Altro che pangolino, il coronavirus è figlio della globalizzazione capitalista. L’analisi dello storico Andrew Liu

L’espansione del coronavirus ha più a che fare con la globalizzazione capitalista che con pangolini e sistema cinese. Ne è convinto Andrew Liu, professore associato di storia alla Villanova University (USA) e autore del libro “Tea War: A History of Capitalism in China and India” che in una sua riflessione su El diario, cerca di sdoganare una per una le convinzioni che da quando è scoppiato il Covid-19 sono rimbalzate alla cronaca.

Cominciando dal concetto di ‘Cina’, che secondo Liu è diventata il capro espiatorio per i politici degli Stati Uniti e dell’Europa occidentale che ‘cercano di distogliere l’attenzione dai loro terribili errori nella gestione della pandemia di coronavirus’.
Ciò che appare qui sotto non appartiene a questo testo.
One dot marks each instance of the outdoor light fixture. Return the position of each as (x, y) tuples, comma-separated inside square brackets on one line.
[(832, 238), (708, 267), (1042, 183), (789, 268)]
“Il fascino di incolpare la “Cina” sta nella sua ambiguità. Le critiche si limitano al modo in cui il Partito comunista ha trattenuto informazioni durante quelle settimane cruciali di gennaio, poiché negli Stati Uniti difendono progressisti e conservatori, incluso Donald Trump? O è il messaggio ovvio tra le righe che il vero colpevole è il “popolo cinese” con i suoi costumi e la cultura esotici?”, scrive Liu.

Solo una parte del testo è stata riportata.